If they are bored, work together to list everything fun/interesting they can do at home. Then let them be responsible for their own entertainment. Or if you enjoy crafting, there are a million activity ideas for every age and interest imaginable on sites like Pinterest. You can also find an exhaustive list of FREE online resources & virtual classes on my Facebook page as well as many others.
6. Implement chores.
One of my favorite Peaceful Parenting gurus is Janet Lansbury, and she advocates referring to chores as “family contributions.” Encourage your children to participate in the business of taking care of the home you communally share. It can foster self-reliance, self-esteem, self-confidence, gratitude, community spirit, work-ethic, and so much more.
7. Don’t forget about “me time.”
Find a way to refill your cup every day. Can you get up 20 minutes before everyone else and journal with a hot cup of coffee, or sit on the porch and listen to the birds, or do yoga or kickboxing? Every little bit helps.

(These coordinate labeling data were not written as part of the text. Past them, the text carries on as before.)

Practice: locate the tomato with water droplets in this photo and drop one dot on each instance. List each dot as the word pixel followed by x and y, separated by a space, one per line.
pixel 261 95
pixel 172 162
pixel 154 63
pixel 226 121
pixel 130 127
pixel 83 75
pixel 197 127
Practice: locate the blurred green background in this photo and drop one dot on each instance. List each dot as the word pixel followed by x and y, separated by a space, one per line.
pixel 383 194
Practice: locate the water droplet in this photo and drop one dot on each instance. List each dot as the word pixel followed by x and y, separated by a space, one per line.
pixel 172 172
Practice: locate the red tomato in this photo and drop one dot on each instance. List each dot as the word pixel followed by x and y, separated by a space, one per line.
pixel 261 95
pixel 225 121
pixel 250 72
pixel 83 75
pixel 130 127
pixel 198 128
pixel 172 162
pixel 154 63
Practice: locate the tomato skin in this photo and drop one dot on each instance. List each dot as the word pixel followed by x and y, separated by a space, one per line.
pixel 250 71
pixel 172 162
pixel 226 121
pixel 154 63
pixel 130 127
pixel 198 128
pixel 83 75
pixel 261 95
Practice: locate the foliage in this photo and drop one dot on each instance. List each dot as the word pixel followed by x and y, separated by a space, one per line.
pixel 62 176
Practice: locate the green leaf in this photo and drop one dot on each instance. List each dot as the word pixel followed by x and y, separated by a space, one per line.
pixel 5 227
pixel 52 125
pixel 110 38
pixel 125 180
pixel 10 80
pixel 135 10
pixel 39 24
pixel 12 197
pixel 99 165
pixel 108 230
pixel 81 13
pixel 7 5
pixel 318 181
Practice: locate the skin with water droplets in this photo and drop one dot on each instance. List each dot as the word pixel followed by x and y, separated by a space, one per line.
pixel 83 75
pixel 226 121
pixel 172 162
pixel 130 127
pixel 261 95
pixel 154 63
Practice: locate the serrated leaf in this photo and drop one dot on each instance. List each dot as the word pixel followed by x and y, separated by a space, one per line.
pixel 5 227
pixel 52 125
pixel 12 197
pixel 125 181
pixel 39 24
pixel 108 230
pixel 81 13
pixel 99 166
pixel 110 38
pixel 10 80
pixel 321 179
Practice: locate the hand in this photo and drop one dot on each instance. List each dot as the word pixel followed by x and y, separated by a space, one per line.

8. Stay calm and compassionate.
And finally, remember that all behavior is communication. So when your kids inevitably have meltdowns, tantrums, are uncooperative, overly hyper, whiny, or moody, they’re doing the best they can to communicate a need to you. Just do your best to respond to that need with empathy and love. Be the calm in their storm.
This virus-imposed test of patience and compassion has the potential to bring us all closer and make us stronger in the end. And you never know . . . you may discover you prefer homeschooling more than you expected! For now, just do what you need to do to get through these next few months. So, buckle in and prepare to enjoy the challenge. Let’s do this!